Let me say again that Marvin Miller probably should’ve gone in a log time ago because giving the players free agency among other things certainly revolutionized the game, but I don’t think necessarily all that was good for the game.
Let me clarify that I believe players should choose where they want to work just like everybody else and they should be able to get the best deal just like everybody else, but was it good for the game?
I don’t think so and not good for the fans either if they were a fan of a small market team. You are a fan of a team and you have a favorite player on that team, but your team can’t compete with the big market teams like the Yankees or Red Sox. How is that good for that fan or that team?
Even fans of big market teams have to worry about losing good and popular players like Mookie Betts for example.
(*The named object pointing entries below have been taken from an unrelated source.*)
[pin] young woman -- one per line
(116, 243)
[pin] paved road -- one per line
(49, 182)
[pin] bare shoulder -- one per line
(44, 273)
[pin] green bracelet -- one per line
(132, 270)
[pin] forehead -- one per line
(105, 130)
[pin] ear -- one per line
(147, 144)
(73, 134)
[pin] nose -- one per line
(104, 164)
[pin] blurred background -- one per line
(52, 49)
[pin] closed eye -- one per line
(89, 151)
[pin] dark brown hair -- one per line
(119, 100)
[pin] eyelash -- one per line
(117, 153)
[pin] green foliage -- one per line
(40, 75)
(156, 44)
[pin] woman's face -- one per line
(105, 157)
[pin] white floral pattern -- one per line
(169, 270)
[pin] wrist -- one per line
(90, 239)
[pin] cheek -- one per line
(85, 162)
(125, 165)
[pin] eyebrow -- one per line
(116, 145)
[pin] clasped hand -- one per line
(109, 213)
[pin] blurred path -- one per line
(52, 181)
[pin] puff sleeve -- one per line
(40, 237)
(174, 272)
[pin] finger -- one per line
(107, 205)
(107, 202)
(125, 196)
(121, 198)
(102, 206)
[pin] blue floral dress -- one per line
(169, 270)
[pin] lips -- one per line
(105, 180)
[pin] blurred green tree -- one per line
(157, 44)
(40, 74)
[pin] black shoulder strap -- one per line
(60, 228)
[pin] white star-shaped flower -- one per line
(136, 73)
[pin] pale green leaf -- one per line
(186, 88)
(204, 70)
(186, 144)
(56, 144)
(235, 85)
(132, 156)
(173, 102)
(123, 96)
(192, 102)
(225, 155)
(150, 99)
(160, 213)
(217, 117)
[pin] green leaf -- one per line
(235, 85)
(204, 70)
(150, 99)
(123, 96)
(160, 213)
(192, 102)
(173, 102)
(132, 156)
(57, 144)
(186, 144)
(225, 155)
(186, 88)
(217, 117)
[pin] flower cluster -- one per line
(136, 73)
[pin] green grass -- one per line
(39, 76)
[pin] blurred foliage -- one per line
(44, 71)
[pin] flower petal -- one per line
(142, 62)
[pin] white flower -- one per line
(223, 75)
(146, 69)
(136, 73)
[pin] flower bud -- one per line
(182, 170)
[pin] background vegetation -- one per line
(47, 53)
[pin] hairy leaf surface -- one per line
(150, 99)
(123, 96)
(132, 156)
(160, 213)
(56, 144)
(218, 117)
If there was no free agency Sox fans wouldn’t have to worry about whether Mookie stays or leaves. That’s my point. I will say more teams realize the system now as even small market teams are participating in free agency even though it might not be that prime free agent. Remember in the beginning of free agency it was the Yankees who were getting all the top players. As I said Marvin Miller was great for the players and he revolutionized the game so he deserves to be in the Hall of Fame, but is the game better off? I really don’t think so.
Dwight Evans got the 3rd most votes and was four votes shy of getting in. Dave Parker was five votes shy. Don Mattingly and Dale Murphy got three or fewer votes. I know the voting is subjective, but was Dwight Evans better than Parker, Mattingly or Murphy? I really don’t think so.
The Patriots lost again, their 2nd straight loss to fall to a dismal 10-3. It’s on to Cincinnati!